Allgemein

kleine Schritte, große Schritte – auf jeden Fall zu wenig!

Anlässlich des 8.März und des ausgerufenen internationalen Frauen*kampftag erklären dei ASF Mitte und die Jusos Mitte:

Heute begehen wir den 103. Internationalen Frauentag. Dieser Tag soll uns in jedem Jahr daran erinnern, dass Frauenrechte überall in der Welt hart erkämpft werden mussten – aber auch immer noch erkämpft werden müssen.
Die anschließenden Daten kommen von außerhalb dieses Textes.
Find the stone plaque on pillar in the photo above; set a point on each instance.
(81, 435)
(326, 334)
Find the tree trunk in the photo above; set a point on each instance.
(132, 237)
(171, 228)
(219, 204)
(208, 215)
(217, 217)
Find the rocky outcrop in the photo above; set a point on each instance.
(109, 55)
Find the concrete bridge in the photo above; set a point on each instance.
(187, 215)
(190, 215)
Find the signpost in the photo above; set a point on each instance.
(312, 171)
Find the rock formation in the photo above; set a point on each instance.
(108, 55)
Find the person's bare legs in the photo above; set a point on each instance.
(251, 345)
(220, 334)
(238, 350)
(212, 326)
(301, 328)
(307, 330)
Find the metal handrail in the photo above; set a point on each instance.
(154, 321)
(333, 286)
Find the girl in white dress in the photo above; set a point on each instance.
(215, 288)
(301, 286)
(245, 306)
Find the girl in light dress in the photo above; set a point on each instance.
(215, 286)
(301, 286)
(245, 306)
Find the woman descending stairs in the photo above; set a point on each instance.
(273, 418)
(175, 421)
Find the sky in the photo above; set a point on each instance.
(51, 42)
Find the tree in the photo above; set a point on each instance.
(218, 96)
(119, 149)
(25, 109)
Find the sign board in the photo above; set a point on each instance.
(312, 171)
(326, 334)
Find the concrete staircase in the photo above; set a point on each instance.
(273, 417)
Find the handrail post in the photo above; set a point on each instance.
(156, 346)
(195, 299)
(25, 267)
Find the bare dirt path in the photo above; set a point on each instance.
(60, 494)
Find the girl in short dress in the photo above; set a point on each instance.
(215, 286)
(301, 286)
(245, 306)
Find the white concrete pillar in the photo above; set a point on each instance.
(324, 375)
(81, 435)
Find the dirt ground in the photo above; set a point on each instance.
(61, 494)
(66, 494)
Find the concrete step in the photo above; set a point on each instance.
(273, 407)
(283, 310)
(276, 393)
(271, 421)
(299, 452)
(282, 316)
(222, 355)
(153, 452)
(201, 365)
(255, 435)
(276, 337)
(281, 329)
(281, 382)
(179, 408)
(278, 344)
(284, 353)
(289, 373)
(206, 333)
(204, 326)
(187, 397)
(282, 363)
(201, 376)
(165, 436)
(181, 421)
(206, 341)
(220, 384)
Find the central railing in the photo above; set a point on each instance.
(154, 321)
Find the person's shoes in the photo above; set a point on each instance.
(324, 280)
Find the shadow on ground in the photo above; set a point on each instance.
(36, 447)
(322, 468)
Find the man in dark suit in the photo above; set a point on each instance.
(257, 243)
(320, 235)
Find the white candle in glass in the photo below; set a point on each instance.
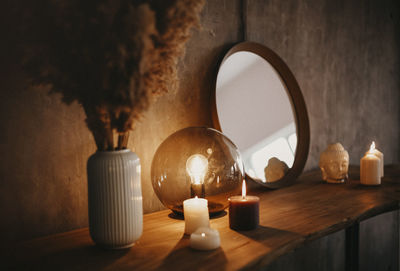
(205, 238)
(377, 153)
(196, 215)
(370, 169)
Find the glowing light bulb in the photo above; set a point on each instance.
(196, 167)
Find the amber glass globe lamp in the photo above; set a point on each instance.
(197, 161)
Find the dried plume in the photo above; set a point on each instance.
(112, 56)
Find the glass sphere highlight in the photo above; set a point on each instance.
(197, 161)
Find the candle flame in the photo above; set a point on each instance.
(372, 147)
(244, 189)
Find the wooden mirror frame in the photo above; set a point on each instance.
(296, 100)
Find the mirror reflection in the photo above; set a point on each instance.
(255, 112)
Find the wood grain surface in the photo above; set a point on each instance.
(289, 218)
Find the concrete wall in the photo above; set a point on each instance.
(345, 55)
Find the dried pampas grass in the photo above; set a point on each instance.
(113, 57)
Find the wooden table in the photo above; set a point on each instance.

Hierzu erklären Susanne Fischer, Vorsitzende, und Julie Rothe, stellvertretende Vorsitzende der AsF Berlin-Mitte: „Der Weltfrauentag führt uns jedes Jahr vor Augen, wie weit wir noch von einer vollständigen Gleichstellung von Frauen und Männern entfernt sind. Das wird deutlich, wenn man sich die immer noch gravierenden Lohnunterschiede vor Augen führt, die Geringschätzung von Pflege- und Betreuungsarbeit, klassischen Frauenberufen im Vergleich zu traditionellen, eher technischen Männerberufen. Aber auch die Debatte über die Pille danach zeigt, dass Frauen weiterhin Eigenverantwortung und Selbstbestimmung über ihren Körper nicht zugetraut werden.“

„Seit 103 Jahren treten wir an diesem Tag gemeinsam im Kampf für rechtliche, politische und wirtschaftliche Gleichstellung, für das Recht auf körperliche Unversehrtheit, ein selbstbestimmtes Leben sowie sexuelle Selbstbestimmung auf die Straße. Wir werden am 08. März nicht nur gemeinsam Rosen verteilen. Vor allem werden wir darauf aufmerksam machen, dass eine echte Gleichstellung von Frauen und Männern immer noch nicht verwirklicht ist. Wir werden hunderte Flyer mit dem abschließenden Aufruf zur Teilnahme an der Demo zum Frauen*kampftag verteilen. Denn: Auch wenn wir bereits einige – zu wenige – Schritte vorangekommen sind, so ist gerade im Hinblick auf derzeit laufende Debatten in Europa noch einiges zu tun. Ich denke hierbei nur an die Diskussion um das Abtreibungsgesetz in Spanien, aber auch im Europaparlament vor einigen Monaten. Hierzu gilt es den Frauentag gemeinsam zu (re-)politisieren und deutlich zu machen, dass die Rechte von Frauen nicht verhandelbar sind“, so Mathias Schulz, Vorsitzender der Jusos Berlin-Mitte.